I hope every guy learns it eventually*, but the buttons on female clothing are opposite to ours. In the past, men were dressed by maids.  Male clothing has buttons were women are used to them – on the left.  Thinking back on times where I’ve needed her to fix a cuff for me, I think about how this intimate and nice thing is because of her practiced fingers.

She’s left for the coast two days ahead and we’ll see each other tomorrow.  It’s hard to focus.  It’s hard to think that the holiday cookies I’m eating or the champagne I’m drinking is anything but a way to blunt something else.  Looking for a way to focus on what I have to write tonight, it’s becoming easier to understand that this too-tight and oh-so-perfectly ugly christmas sweater is more than a writing tool.  It is what I need to understand about myself at this moment.

Erik Erikson is about the only thing I liked about Pediatrics.  He had this theory about the stages of development through which everyone must pass.  If I’m figuring out something tonight, I hope it’s everything.  I’ve been looking for the first two teeth to click correctly, finally, so that this whole thing zips together and closed.

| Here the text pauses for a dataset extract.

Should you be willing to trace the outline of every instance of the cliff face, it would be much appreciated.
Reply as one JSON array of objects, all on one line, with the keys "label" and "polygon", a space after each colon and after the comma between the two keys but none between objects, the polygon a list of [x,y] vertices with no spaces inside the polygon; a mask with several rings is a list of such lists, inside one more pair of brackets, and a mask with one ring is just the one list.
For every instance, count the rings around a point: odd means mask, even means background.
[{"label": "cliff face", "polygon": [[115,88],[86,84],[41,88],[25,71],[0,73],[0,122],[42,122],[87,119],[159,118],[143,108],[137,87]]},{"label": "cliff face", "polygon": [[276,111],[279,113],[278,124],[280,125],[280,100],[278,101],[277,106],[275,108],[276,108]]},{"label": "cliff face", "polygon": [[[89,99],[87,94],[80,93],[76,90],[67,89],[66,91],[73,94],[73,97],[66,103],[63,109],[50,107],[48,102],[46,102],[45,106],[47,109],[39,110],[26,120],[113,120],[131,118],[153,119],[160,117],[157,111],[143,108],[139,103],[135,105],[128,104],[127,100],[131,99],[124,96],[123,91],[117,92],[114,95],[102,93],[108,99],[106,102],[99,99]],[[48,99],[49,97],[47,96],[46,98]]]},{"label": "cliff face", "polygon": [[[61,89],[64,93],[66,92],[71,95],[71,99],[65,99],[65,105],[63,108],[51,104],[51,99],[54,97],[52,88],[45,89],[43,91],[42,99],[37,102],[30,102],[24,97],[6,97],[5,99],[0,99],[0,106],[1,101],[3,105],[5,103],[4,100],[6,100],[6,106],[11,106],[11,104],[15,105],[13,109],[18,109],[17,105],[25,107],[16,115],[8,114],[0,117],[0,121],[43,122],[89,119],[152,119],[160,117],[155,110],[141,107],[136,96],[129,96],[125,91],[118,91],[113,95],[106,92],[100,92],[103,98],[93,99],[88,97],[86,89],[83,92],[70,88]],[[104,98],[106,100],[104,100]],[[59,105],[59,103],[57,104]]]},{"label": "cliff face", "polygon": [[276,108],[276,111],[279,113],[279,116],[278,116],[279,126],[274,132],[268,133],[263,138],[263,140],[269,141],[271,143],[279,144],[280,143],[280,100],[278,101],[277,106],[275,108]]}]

I’m looking back at my life and seeing how it falls into what he described.

Looking back at the stages, I remember them.  I wrote through them.  And it’s finally making sense to me why my writing has come and gone so many times even when I wished it stayed.  It makes sense to me why I thought I was going to be a psychiatrist.  It makes sense to me why I’m writing now.

I need to work through this.  When I came to the Caribbean I had my last and perfect opportunity to define myself.  And now that I have, I’m ready for the next thing.  But I have to work through it still.

Thank you for being patient, for thinking I’d write again, for caring that I disappeared, and for reading at all.

Cheers, topher.

*I first discovered this at a Goodwill.  I was looking for cheap pants for the new school year.  I found this pair of beige corduroy pants that fit perfectly.  I didn’t recognize the manufacturer nor did I know what “size 8” meant, but I wore the hell out of them just the same.

“It is human to have a long childhood; it is civilized to have an even longer childhood. Long childhood makes a technical and mental virtuoso out of man, but it also leaves a life-long residue of emotional immaturity in him.”